À l'heure où l'institution municipale paie le prix d'une éternité de délitement moral et fonctionnel, il serait tentant d'opposer la saine et unanime colère du peuple et sa volonté massive de faire table rase. Cette vision paraîtrait étrangement simple, tant la marseillologie est faite de paradoxes et de contradictions. La transition avec les années Gaudin sera-t-elle aussi brutale que l'émotion ambiante le laisse présager ? Et surtout, les électeurs marseillais soutiendront-ils cette volonté de justice envers ces classes populaires ignorées pendant des décennies ? L'enjeu ne se trouve même pas ici, serait-on tenté de dire ; au-delà de l'échéance électorale, c'est cette force d'agir ensemble et d'occuper l'espace public qui est à cultiver. Manifester et dénoncer quand l'actualité l'exige et en tous temps, partager, discuter, rire et vivre ensemble, car c'est dans ses rues que se fait la ville. Lieu de mélange et de dialogue pour les idéalistes, huis-clos aux protagonistes condamnés à s'insupporter éternellement pour les cyniques, toujours est-il que de cette tension, de ces crispations, naît cette vitalité foutraque qui irrigue Marseille. Cette énergie collective, c'est à peu près la seule digue qui protège la ville quand le monde entier nous incite au repli.
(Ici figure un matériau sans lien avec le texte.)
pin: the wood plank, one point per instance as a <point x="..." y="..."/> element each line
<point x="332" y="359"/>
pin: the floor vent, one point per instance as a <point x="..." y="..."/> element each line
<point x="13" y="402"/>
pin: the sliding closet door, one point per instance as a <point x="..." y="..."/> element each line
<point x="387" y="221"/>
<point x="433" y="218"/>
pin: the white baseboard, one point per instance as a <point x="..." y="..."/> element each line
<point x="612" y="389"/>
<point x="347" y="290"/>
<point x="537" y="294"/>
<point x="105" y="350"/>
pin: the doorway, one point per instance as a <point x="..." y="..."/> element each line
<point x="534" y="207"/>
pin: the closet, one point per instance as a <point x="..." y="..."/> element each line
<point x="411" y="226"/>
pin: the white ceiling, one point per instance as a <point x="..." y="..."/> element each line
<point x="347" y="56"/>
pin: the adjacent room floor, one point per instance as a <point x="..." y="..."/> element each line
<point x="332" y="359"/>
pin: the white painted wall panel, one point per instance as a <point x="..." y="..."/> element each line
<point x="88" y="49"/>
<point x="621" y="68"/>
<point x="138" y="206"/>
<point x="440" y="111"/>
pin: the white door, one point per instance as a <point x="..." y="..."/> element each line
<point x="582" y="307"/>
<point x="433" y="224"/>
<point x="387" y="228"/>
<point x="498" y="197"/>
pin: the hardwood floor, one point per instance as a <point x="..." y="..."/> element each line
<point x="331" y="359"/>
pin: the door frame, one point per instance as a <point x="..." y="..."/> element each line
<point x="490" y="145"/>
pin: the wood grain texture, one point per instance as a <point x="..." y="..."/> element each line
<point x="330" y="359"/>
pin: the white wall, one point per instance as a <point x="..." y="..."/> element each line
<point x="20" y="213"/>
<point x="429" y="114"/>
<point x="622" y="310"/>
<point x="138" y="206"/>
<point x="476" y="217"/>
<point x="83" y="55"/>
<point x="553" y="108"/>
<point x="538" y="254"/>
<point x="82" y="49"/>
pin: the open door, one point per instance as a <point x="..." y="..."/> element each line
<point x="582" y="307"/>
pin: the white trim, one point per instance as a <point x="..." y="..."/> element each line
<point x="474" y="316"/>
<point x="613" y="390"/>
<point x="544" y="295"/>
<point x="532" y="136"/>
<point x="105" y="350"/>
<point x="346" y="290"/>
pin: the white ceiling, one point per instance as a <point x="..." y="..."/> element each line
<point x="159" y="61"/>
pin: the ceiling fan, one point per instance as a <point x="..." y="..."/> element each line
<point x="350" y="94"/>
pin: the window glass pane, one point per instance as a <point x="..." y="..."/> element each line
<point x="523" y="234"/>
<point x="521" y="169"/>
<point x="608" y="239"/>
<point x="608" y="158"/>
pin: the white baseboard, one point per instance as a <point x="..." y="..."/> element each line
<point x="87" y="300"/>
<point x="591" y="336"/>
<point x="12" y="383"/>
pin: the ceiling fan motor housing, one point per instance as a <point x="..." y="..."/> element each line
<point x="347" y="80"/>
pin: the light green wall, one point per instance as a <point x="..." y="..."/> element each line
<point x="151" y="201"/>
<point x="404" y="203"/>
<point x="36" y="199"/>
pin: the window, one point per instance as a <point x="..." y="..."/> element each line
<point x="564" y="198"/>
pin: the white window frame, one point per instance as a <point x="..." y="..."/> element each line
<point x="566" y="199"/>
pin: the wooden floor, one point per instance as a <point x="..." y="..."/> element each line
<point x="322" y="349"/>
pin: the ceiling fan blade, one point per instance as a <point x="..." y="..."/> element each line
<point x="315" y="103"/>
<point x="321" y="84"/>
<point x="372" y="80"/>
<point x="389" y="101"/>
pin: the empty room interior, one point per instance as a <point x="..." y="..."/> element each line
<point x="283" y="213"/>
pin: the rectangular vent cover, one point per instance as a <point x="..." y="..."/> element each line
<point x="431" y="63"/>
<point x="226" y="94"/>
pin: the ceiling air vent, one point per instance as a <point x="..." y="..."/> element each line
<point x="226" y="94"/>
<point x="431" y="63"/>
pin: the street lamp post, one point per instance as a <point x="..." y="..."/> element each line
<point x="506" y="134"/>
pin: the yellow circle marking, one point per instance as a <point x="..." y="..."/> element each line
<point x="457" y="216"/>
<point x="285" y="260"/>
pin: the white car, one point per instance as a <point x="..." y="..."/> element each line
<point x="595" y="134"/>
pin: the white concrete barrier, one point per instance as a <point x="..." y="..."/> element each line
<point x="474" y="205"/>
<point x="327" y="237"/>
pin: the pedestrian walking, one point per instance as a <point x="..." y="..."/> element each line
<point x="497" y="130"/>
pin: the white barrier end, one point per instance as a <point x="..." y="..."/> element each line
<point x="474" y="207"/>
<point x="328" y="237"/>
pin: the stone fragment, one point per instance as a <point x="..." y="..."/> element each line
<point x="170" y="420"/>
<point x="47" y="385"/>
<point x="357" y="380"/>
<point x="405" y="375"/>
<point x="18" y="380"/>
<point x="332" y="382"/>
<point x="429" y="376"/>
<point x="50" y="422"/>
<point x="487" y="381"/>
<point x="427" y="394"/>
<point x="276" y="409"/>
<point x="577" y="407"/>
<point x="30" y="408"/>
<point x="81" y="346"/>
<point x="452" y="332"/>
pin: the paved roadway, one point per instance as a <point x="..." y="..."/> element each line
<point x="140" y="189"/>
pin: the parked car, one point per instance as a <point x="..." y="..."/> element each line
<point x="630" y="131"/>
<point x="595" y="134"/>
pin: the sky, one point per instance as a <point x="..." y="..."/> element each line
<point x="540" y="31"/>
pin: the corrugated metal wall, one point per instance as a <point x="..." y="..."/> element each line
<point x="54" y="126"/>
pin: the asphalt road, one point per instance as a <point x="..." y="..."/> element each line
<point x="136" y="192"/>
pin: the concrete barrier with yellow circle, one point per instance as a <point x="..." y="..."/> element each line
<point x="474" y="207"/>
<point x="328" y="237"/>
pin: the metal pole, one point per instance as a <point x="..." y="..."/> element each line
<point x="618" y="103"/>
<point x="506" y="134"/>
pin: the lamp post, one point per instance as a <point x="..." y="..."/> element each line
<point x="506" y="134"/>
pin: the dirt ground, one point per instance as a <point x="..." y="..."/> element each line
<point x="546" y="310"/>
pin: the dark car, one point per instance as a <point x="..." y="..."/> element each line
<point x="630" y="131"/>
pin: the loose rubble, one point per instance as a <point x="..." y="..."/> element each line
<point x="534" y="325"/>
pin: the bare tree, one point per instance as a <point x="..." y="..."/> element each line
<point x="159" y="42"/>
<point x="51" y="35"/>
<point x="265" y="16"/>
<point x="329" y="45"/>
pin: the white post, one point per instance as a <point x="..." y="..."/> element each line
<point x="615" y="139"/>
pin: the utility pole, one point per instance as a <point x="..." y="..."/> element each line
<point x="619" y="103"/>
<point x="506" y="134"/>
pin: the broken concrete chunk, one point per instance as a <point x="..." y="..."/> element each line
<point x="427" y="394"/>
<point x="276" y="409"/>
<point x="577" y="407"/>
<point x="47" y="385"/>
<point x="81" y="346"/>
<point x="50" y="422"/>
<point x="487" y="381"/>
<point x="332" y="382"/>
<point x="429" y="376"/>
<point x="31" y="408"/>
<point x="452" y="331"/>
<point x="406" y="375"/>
C'est elle qui attirait l'auteur de ces lignes et qui maintient aujourd'hui, encore un paradoxe, un amour immodéré pour cette ville où il n'est pourtant jamais revenu vivre. C'est peut-être le même esprit qui fit venir Simona, Fabien, Niasse, Taher, Chérif, Ouloume, Marie-Emmanuelle, Julien, dans cette ville à qui il arrive de tuer ceux qu'elle aime. Pour eux surtout, les manifestants et plus largement ceux qui bougent, ceux qui crient, ceux qui font, ont montré que l'énergie des Marseillais ne s'éteignait pas.